The above idea is implemented in the current revision. Seems to work.
The best I can think of is eliminate the characters which no domain "extension" (i.e. .com
, .gov
, .uk
etc etc) ends with. Probably not worth our time.
@Ree9 the uninstall
command accepts the variable ${luci_uninstall_rm_config}
. If you are planning to implement the uninstall functionality in the luci interface then setting this variable to 'y' before calling uninstall()
will trigger config directory removal, otherwise the config directory will not be removed when uninstalling.
How about this:
Doesn't work
I also came across this, but perhaps you're already leveraging it:
https://www.mail-archive.com/dnsmasq-discuss@lists.thekelleys.org.uk/msg14707.html
I'm not sure what to do about that information. Simon says "done" but what's done and how to use that?
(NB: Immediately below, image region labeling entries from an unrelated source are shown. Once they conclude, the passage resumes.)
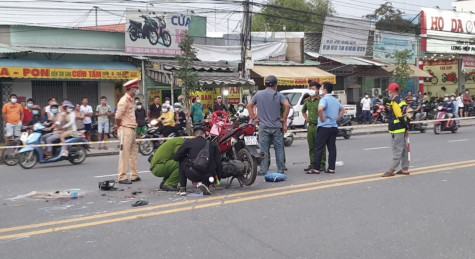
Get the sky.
[0,0,452,33]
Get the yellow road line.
[0,160,475,237]
[0,163,475,240]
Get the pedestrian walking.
[302,82,327,172]
[80,97,93,141]
[114,79,141,184]
[96,96,112,150]
[382,83,409,177]
[2,94,24,146]
[360,93,371,124]
[247,75,290,175]
[307,83,345,174]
Doesn't that refer to this portion:
So if bogus-nxdomain could be updated to accept a network cidr I think
that would work.
Just a stab in the dark for me really, but would something like this work:
bogus-nxdomain=0.0.0.0/1
bogus-nxdomain=128.0.0.0/1
Hard to find the optimal solution here.
@dave14305, I wonder whether you might be able to offer any insight in terms of the best way to tell dnsmasq to return nxdomain for everything (save for explicit allows)?
@antonk has already identified:
local=/*a/*b/*c/.../*z/
Maybe that's the best already. But just want to verify this.
I think dnsmasq is not well-equipped to do this job anymore. I suspect the favorable features in 2.86 that allowed better adblocking memory efficiency also “broke” the ability to use the #
wildcard in this way.
Adblock has a similar DNS jail feature that uses the address=/#/
syntax, but I suspect it doesn’t work as it once did anymore.
This seems to work in the sense that it returns nxdomain for everything, however with this entry in place, overrides in the form of server=/google.com/#
don't work - it still returns nxdomain for them as well.